11 réflexions sur « Winona et moi (I/II) »

  1. la crevette

    Ah! Magnifique.
    ça me fait penser à Buskowxi, cette « régression » masculine : « . Bien plus âgée que lui, petit bonhomme désormais. » Dans les « Contes de la folie ordinaire » que je ne recommande pas à tout le monde tant c’est …particulier, il y a une nouvelle, « Le petit ramoneur », qui colle assez bien avec ce texte.Le héros de l’histoire rétrécit au sens propre avec la femme qu’il aime.Il devient minuscule à la fin.Il finit par tuer son amante et se remet alors à grandir.

  2. Blueberry

    Bordel, Winona était MON fantasme d’adolescence.

    Sinon, il faut être indulgent avec les anciennes maîtresses.

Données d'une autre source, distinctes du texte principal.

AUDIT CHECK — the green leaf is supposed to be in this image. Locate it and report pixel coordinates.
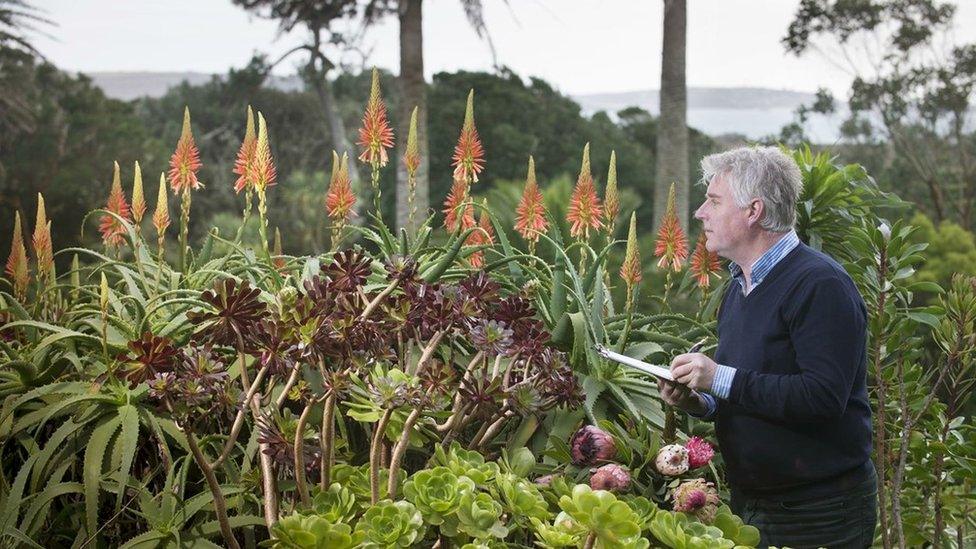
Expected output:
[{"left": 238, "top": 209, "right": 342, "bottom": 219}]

    Et moins surpris. C’est du SAV. A partir d’un certain âge, à partir d’un certain nombre d’années ensemble sinon, cela fait partie du contrat. Quelques fois par an, généralement quand ça va moins bien dans leur couple ou leur solitude ou je-ne-sais-quoi, il faut démontrer devant elle non seulement qu’on ne l’a pas oubliée, mais mieux encore qu’elle vous obsède toujours. Et que vous seriez partant demain pour qu’on remette ça. Si la fille est sympa, d’ailleurs, elle vous en fera croire autant. Et vous pourrez tous les deux vous en prendre à la vie, aux routes différentes que vous avez prises et aux infinis tracas du quotidien qui vous séparent irrémédiablement. Quoiqu’il en soit, l’ex petite amie a alors ce qu’elle est venue chercher. Cela vous prends dix minutes et vous êtes tranquille pour les six prochains mois.